Image and Audio Embeddings: For images and audio, embeddings are usually generated using deep learning models like convolutional neural networks (CNNs). These networks learn to encode the visual or auditory features of the input into a compact vector.

Training Process: Training an embedding model involves feeding it a large amount of data so that it learns a dense representation of the inputs. The model adjusts its parameters to minimize the difference between the embeddings of similar items and maximize the difference between embeddings of dissimilar items.

Differences in Embeddings Across Models

Dimensionality and Structure: Different models produce embeddings of different sizes and structures. For instance, Word2Vec might produce 300-dimensional vectors, while a CNN for image processing might output a 2048-dimensional vector.

Captured Information: The information captured in embeddings varies based on the model and training data. For example, text embeddings might capture semantic meaning, while image embeddings capture visual features.

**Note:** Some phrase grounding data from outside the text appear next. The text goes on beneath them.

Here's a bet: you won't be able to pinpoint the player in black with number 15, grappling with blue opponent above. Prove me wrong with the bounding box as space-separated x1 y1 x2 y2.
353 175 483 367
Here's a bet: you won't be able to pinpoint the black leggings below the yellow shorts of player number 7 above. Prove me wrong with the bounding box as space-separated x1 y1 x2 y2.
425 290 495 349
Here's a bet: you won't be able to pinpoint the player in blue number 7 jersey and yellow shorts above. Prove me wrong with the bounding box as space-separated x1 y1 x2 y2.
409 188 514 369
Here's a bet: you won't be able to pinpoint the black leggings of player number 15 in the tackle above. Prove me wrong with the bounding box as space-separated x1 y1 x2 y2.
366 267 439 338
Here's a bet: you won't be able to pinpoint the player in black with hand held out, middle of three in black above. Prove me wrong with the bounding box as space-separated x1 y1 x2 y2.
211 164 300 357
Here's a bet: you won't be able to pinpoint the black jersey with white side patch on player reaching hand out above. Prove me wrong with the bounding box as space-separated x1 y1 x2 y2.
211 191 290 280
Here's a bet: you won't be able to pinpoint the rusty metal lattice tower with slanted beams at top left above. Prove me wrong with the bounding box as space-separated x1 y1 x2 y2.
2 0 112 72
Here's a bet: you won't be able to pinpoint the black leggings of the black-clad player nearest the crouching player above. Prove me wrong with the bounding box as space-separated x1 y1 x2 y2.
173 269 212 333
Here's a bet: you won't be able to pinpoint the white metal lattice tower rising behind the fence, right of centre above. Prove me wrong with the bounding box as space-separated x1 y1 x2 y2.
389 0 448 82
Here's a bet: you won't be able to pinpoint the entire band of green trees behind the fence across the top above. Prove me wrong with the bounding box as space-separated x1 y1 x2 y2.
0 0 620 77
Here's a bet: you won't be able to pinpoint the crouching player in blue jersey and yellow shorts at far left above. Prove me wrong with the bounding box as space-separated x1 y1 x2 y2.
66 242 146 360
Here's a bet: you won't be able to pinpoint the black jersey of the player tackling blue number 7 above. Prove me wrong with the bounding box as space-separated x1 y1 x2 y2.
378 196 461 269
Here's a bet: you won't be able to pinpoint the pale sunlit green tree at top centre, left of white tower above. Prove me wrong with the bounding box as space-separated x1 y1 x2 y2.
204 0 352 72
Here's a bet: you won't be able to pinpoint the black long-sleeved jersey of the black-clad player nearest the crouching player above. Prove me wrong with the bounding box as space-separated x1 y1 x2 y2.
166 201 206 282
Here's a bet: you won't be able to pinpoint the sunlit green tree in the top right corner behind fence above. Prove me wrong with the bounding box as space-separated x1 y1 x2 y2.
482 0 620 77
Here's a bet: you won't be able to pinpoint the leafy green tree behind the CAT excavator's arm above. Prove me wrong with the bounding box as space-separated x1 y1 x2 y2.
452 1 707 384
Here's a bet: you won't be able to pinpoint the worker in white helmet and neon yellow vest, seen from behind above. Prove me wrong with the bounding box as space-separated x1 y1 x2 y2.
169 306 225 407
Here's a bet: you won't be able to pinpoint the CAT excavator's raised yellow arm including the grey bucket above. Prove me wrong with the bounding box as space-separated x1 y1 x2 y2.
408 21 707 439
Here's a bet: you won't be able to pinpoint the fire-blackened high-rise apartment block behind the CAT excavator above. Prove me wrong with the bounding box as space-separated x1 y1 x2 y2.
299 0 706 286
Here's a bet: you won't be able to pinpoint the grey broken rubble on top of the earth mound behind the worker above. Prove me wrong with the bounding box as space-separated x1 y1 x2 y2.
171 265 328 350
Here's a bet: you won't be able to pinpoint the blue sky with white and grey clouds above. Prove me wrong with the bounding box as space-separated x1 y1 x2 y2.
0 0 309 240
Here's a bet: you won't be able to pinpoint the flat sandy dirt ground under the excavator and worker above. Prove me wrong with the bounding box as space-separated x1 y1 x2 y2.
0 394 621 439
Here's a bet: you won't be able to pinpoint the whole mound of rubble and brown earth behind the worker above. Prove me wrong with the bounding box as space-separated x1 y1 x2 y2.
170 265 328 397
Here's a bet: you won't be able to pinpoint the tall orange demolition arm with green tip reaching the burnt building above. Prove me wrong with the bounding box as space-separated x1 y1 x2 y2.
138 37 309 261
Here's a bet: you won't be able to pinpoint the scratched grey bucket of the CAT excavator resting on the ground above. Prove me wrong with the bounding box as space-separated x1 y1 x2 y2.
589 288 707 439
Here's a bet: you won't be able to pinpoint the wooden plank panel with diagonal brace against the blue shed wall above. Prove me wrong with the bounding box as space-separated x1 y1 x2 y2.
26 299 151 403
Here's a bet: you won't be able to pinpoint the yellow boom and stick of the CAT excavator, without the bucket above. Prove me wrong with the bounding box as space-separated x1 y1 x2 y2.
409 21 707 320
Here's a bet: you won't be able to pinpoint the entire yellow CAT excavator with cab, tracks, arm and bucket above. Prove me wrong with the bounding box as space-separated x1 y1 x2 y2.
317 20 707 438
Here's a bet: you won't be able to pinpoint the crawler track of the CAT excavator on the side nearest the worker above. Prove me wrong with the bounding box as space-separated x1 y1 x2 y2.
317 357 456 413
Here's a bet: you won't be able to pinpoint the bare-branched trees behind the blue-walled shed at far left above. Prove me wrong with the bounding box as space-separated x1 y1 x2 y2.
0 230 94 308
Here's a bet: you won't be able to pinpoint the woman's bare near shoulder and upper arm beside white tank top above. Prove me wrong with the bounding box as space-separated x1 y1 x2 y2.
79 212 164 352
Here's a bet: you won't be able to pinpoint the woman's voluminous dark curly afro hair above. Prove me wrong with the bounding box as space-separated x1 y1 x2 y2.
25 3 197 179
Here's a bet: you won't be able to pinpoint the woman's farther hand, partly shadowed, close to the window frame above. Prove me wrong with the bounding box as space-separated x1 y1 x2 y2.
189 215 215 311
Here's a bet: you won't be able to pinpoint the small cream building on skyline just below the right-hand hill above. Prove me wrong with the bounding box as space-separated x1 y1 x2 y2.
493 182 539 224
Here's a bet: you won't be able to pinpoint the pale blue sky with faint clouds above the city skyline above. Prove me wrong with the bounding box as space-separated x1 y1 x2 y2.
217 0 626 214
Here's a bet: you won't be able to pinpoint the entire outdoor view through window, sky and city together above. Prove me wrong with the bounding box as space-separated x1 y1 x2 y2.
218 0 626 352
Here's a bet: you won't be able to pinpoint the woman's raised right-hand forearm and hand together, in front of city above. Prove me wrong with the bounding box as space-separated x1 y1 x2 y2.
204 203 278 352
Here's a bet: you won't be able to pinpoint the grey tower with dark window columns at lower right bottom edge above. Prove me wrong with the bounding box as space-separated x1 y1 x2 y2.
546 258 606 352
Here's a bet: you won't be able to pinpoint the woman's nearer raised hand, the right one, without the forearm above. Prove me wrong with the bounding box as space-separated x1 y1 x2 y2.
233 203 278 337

Model-Specific Characteristics: Each embedding model has its unique way of understanding and encoding information. For instance, BERT (a language model) generates context-dependent embeddings, meaning the same word can have different embeddings based on its context in a sentence.

Transfer Learning and Fine-tuning: Pre-trained embeddings can be used in various tasks as a starting point (transfer learning). These embeddings can also be fine-tuned on specific tasks to better suit the needs of a particular application.

Conclusion

In summary, embeddings are a fundamental concept in ML and AI, enabling models to work efficiently with complex and high-dimensional data. The specific characteristics of embeddings vary based on the model used, the data it was trained on, and the task at hand. Understanding and creating embeddings is a crucial skill in AI, as it directly impacts the performance and capabilities of the models.